Pathways was in the makings long before the doors even opened. A number of participants and staff worked together at a different facility. The participants wanted a program where they had more control over their day to day activities. In 1999 the Executive Director left her position at the former program and began working on developing a new participant driven program. In March of 2000 the 501C-3 status was granted and the program opened October 2000. Nine participants from the original program moved over to Pathways with their vision in place.
That is a bold statement but a true one. Everyone at Pathways takes real pride in their efforts towards increasing independence. While it may not be visible when someone walks in the door, each activity is designed to be fun but functional. A good example is a video game. While playing a game looks like a fun activity, that hand and wrist skill actually gave a participant the strength needed to open a bag of chips. While that victory seems small to some, to others it’s a huge step in independence. After that chip bag came ziplock bags and then containers. Now we have someone with increased independence at lunchtime. As an adult it feels much better to go out into the community at mealtime and be able to eat more independently.
Another major skill we work on is using technology. Advances in this area have opened all types of possibilities for the people we serve.

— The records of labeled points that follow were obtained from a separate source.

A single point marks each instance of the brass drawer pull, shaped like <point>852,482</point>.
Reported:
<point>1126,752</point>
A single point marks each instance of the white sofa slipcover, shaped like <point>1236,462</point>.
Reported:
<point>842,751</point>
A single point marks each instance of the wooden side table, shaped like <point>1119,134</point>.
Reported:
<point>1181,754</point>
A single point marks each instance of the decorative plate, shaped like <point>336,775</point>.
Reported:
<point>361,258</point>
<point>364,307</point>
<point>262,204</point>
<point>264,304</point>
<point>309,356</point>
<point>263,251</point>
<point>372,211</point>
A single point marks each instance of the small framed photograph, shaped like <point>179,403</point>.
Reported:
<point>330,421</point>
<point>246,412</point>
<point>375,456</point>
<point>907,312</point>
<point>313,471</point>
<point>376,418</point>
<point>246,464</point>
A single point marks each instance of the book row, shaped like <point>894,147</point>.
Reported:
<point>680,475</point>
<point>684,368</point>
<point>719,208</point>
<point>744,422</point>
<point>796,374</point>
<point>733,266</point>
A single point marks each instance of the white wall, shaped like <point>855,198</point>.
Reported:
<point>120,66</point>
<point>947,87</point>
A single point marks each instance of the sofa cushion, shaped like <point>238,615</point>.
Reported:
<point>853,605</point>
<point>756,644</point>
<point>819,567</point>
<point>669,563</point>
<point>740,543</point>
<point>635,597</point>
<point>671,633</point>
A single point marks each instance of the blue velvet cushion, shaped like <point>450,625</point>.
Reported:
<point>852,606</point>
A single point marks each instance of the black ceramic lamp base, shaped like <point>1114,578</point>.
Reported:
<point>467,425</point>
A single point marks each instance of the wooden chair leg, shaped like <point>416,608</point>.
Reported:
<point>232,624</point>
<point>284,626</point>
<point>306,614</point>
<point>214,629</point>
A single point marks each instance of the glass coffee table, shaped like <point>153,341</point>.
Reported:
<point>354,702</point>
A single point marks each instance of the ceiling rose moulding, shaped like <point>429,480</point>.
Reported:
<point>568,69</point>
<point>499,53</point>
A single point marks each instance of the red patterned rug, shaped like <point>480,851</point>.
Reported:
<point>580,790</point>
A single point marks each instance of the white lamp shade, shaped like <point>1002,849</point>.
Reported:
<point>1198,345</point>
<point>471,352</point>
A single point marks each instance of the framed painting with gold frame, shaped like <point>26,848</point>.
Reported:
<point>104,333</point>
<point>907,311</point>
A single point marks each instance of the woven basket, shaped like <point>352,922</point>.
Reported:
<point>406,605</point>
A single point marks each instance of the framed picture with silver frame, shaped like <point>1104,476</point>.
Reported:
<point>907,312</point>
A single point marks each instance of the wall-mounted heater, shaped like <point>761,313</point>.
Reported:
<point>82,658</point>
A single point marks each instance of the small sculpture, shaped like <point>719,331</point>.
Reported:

Technology has given many people at Pathways a voice they never had before. They also are able to access the world the internet has to offer by using adaptive technology.
While each participant is responsible for working on their own independence, as a group, decisions are made by majority vote. Each of us gives input into what grants we apply for, what major purchases we make as well as who enters the program. Interviews of new staff are conducted by a panel of participants with the final decisions made by the Executive Director.